Anno pubblicazione 2007.-Prezzo al pubblico in libreria Euro 18,00.

4 commenti:

Nicola Andrucci ha detto...

oggi sono al Motoe Show. Risponderò ai commenti in serata.
Buona giornata a tutti.

Riverinflood ha detto...

Ho l'impressione che la frase di Borsellino continuerà a tenerci sveglie le coscienze per lunghi anni ancora. È sempre buono che ci siano libri che parlino di mafia. Anche su "I complici" c'è da riflettere, ma dalla lettura di un libro serio che parla di mafie al passo contro la lotta alle mafie, vera e propria, quello sì è un'impresa mortale.

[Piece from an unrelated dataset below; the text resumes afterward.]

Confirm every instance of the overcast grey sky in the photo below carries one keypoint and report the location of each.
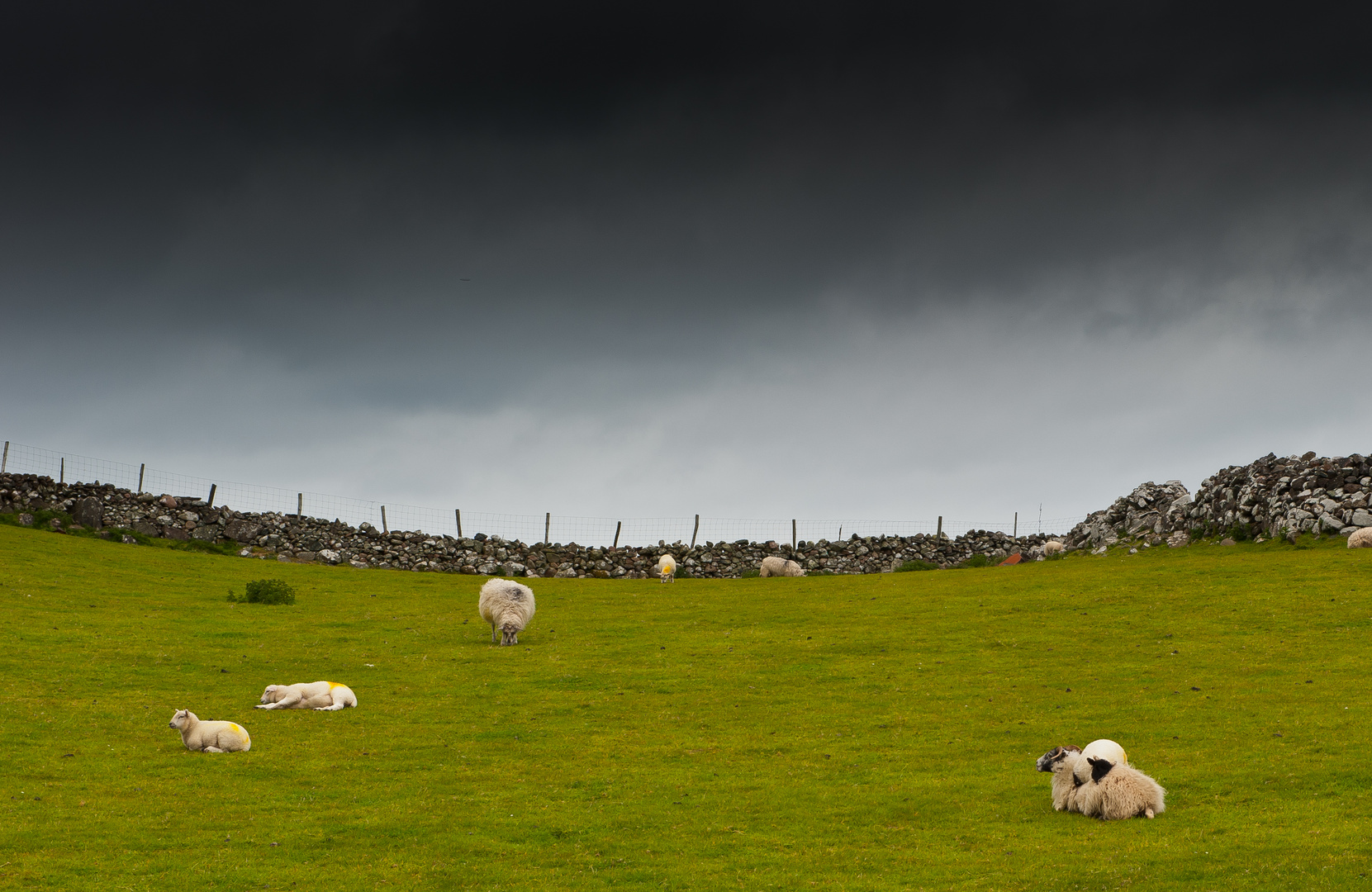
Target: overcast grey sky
(748, 261)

Satira Danzante ha detto...

La lotta alla Mafia segue di pari passo la lotta alla Casta: alimentandosi l'un l'altra, è inutile combattere contro una se alla fine sopravvive l'altra. Il problema è questo, purtroppo, che finchè avremo questo schifo di classe politica, qualsiasi tentativo fatto per debellare la piaga della Mafia rischia di andare in fumo ancor prima di iniziare. Se la nostra politica viene vista all'estero come inappropriata per un paese definito "democratico" come il nostro, ci sarà un motivo, no? Se la Mafia è la più grande azienda italiana, e se lo Stato non è più quell'istituzione centrale come si vorrebbe far credere al TG4, deve pur significare qualcosa, o sbaglio?

Alla prossima amici miei.

Nicola Andrucci ha detto...

@river e satira: è importante che lo Stato, dopo i recenti successi, non abbassi la guardia, come fu fatto in passato.